BERLIN – The monoclonal antibody satralizumab reduced by 62% relapses of neuromyelitis optica spectrum disorder (NMOSD) over 24 weeks, as compared with placebo.
Michelle Sullivan/Mdedge News
Dr. Takashi Yamamura
Chugai Pharmaceuticals of Tokyo and Roche are codeveloping the molecule. Called a “recycling” antibody, it has been designed to have extended circulation in plasma, Dr. Yamamura said.
The SAkuraSky study randomized 83 patients to placebo or to subcutaneous satralizumab 120 mg at baseline and weeks 2 and 4, and then once a month for 20 months.

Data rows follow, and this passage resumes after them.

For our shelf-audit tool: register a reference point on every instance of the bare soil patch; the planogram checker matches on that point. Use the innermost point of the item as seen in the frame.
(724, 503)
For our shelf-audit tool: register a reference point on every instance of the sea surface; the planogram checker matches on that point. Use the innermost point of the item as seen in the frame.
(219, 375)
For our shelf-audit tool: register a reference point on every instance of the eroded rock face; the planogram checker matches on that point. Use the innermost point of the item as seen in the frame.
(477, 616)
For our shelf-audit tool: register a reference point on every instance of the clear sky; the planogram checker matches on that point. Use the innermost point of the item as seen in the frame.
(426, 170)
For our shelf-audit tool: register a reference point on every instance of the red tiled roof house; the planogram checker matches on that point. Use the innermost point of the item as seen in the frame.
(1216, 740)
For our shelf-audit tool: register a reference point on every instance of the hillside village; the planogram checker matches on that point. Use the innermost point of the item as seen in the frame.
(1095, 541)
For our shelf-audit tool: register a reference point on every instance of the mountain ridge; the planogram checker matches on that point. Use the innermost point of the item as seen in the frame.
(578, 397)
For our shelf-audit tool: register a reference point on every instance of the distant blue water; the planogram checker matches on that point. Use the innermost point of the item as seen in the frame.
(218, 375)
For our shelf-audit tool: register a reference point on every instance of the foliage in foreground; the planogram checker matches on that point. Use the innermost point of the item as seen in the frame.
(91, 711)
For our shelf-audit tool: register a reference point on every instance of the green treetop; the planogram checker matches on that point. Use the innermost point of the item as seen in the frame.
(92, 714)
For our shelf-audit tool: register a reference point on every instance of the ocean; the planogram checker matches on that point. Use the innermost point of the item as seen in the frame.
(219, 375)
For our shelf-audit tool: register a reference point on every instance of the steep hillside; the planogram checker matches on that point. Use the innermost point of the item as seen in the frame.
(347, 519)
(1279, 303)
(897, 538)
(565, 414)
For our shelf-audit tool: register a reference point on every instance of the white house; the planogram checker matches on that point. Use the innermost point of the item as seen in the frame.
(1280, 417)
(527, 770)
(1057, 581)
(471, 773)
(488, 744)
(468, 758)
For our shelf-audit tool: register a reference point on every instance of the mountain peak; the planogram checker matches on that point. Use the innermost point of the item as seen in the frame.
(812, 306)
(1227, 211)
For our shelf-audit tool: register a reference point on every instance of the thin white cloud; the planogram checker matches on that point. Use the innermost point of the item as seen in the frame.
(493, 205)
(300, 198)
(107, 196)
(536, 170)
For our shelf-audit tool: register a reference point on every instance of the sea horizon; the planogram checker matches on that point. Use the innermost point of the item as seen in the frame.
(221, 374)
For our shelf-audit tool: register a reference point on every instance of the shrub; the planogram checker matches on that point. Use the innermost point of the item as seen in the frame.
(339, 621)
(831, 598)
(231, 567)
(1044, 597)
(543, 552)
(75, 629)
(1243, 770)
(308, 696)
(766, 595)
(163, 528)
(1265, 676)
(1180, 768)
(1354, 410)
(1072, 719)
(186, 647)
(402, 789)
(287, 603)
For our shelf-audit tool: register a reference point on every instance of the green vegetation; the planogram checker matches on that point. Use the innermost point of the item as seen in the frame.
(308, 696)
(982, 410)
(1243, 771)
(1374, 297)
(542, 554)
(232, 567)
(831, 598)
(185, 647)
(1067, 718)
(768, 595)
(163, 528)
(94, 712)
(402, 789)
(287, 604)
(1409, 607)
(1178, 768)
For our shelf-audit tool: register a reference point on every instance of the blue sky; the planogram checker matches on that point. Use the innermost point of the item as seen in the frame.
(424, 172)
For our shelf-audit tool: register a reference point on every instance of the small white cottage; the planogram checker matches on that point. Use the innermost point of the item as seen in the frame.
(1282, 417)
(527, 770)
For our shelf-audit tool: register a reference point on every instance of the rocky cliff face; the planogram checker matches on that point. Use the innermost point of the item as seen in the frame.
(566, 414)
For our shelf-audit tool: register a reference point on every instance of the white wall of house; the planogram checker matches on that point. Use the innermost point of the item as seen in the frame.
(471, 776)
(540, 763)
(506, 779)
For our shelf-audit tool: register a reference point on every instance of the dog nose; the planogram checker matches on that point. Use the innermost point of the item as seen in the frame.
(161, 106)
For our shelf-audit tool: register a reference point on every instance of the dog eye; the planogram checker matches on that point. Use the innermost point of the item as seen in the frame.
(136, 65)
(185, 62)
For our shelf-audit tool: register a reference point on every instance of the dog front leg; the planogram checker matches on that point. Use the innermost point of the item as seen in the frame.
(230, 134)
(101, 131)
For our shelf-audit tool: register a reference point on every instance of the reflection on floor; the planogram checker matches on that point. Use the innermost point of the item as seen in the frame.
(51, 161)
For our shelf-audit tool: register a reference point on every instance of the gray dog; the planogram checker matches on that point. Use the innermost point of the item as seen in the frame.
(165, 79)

Patients in the study had either aquaporin-4–positive NMOSD or neuromyelitis optica with or without aquaporin-4 antibodies. They also had to have experienced at least two relapses in the past 2 years, at least one of which occurred in the last year. The primary endpoint was time to first relapse during the randomized phase.
Patients were a mean of about 42 years old. A total of 64% were diagnosed with neuromyelitis optica and the remainder with NMOSD, with a mean disease duration of about 5 years. Aquaporin-4 antibodies were present in 67%. The baseline annualized relapse rate was 1.4. Baseline medications included azathioprine, mycophenolate, and oral corticosteroids. Patients stayed on these throughout the study.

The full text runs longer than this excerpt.